The New England Patriots find themselves in disarray leading into Sunday night’s nationally televised home game against the Cincinnati Bengals, facing not only the obvious questions about their play on the field, and about whether future Hall of Fame quarterback Tom Brady is essentially washed up, but the Patriots face questions about coaching decisions as well.
In the one of the strangest decisions, possibly in the entire 15-year tenure of New England Head Coach Bill Belichick, going into last Monday night’s game in Kansas City, the Patriots put only three wide receivers on the active list, going instead with five running backs.
It looked like the Patriots were geared up to play some old-school, smashmouth football against the Chiefs, attempting to run the Kansas City defense into the ground. Right?
Wrong. Despite the artificially depleted receiving corps, New England ran the ball on a mere 16 plays all game. The result, as every Patriot fan knows and all are doing their best to forget, was the worst Patriots loss since 2003 — a 41-14 drubbing.
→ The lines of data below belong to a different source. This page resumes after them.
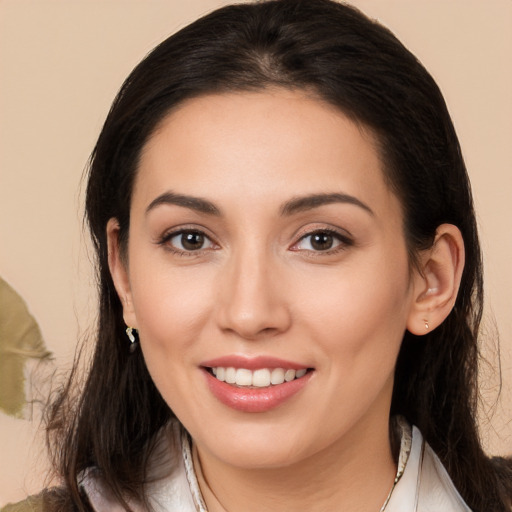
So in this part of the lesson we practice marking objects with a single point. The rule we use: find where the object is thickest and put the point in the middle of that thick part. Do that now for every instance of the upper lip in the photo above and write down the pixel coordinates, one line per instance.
(252, 363)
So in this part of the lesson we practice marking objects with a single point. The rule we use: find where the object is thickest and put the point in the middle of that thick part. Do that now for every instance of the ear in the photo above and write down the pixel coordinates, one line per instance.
(437, 280)
(119, 271)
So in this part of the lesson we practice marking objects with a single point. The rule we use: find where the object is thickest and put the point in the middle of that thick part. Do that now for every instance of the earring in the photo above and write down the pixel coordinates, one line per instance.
(131, 332)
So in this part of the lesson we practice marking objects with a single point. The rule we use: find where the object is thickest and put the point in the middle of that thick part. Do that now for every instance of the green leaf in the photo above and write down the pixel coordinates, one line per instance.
(20, 340)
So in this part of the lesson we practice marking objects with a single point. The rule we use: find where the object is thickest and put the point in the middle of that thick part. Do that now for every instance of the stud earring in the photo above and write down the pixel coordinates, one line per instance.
(131, 332)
The one benching that caused the most head scratching among Patriots observers was second-year wide receiver Aaron Dobson, who in 2013 posted a respectable rookie season, appearing in 12 games and rolling up 519 receiving yards with four touchdowns.
But by benching Dobson for the Chiefs game, Belichick kept his 23-year-old, 2013 second-round draft pick out of action for the second week in a row. Given the Patriots’ seemingly desperate need to provide Brady with additional receiver options, benching Dobson seemed to make no sense.
Rumors quickly started to circulate that Dobson was benched for disciplinary reasons after “mouthing off” to offensive coordinator Josh McDaniels. Belichick let the rumor float in the always-febrile Boston media for several days, before tersely stating that Dobson’s benching was for “football reasons,” and had nothing to do with discipline.
Dobson also denied the rumor on Friday, saying, “It was just a rumor. I had no reason to feel awkward in any way with my coaches or anything,” adding that he and McDaniels “have a really great relationship, to tell you the truth.”
So what were the “football reasons” for Dobson’s mysterious absence? A clue may have come in a statement by Tom Brady after the Chiefs’ game in which he appeared, without naming names, to question the football ability of his teammates.
“We don’t have the kind of offense that’s going to perform at a high level,” Brady said in an interview of Boston sports radio station WEEI. “It all ties together. If we’re not playing well, we’re not going to have good stats. There is no magic play, there’s no magic scheme.”
Respected Patriots beat reporter Mike Reiss said on ESPN.com that Dobson’s benching was likely the result of “struggling to get open in practice.”
“Don’t do well in practice, hard to have confidence to put the player in a game,” Reiss explained.
So has Tom Brady simply lost all faith in Aaron Dobson, due to alleged poor performance in Patriots’ practice? If so, Brady himself could have provided the motivation for Belichick to leave Dobson on the bench.
In written statement issued after his terse exchange with the media, Belichick — or whichever New England media relations rep wrote the press release for him — went into greater detail, saying that Dobson “has always been respectful to me and to the rest of the coaching staff. He has never once been argumentative or confrontational,” and condemning rumors of the “loud disagreement” with McDaniels as “completely false.”
If indeed Aaron Dobson is in uniform for the Patriots Sunday night game in New England — and if so, how often Tom Brady gets him the ball — it should go a long way to clearing up the mystery of Dobson’s benching.